An Asian elephant mother got quite a fright when her baby fell into a pool at the Grand Park Zoo in Seoul, South Korea. The footage recorded by the zoo shows the curious one-year-old elephant getting close to the water’s edge and accidentally tumbling in.
Fortunately, the baby elephant was not actually drowning, says Joyce Poole, a National Geographic explorer and co-founder of ElephantVoices: “When elephants swim, they put their trunk out of the water and continue to breathe.”
In the video, the baby can be seen doing this snorkelling behaviour—meaning it was in no imminent danger.
But then why the panic? Even though the family knows the baby can swim, they are still clearly alarmed it has fallen in without meaning to, as evidenced by their quickly flapping ears, says Poole. Even the elephant in the background of the video, separated by a fence, starts rapidly pacing back and forth.
“Elephants are drama queens, especially the females. If anything kind of dramatic happens in the family, it is cause for great excitement,” Poole explains. “It is part of the bonding process.”

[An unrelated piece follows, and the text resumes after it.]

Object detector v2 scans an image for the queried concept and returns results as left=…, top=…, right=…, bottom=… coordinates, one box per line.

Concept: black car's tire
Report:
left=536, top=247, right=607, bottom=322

The uniquely close family bonds and capacity for empathy of elephants is evident in this display. Only one of the female elephants that helps the baby is its parent, the 13-year-old mother. The other larger, older elephant that springs into action to help, a 36-year-old, is a bonded family member that gets just as worried about the infant as its own mother.
In the wild, the older female elephant would likely be a grandmother or aunt of the baby, but in captivity, unrelated elephants are housed together and still form close bonds. In this video, the two bonded females are clearly close as they coordinate to help the baby out of the water and back to the safety of dry land.
When watching these videos it is always good to remember elephants are complex social creatures with large families in the wild and captivity can be rough on them, Poole says. “When a video like this goes viral, people say how cute it is, but these animals are living very tough lives.”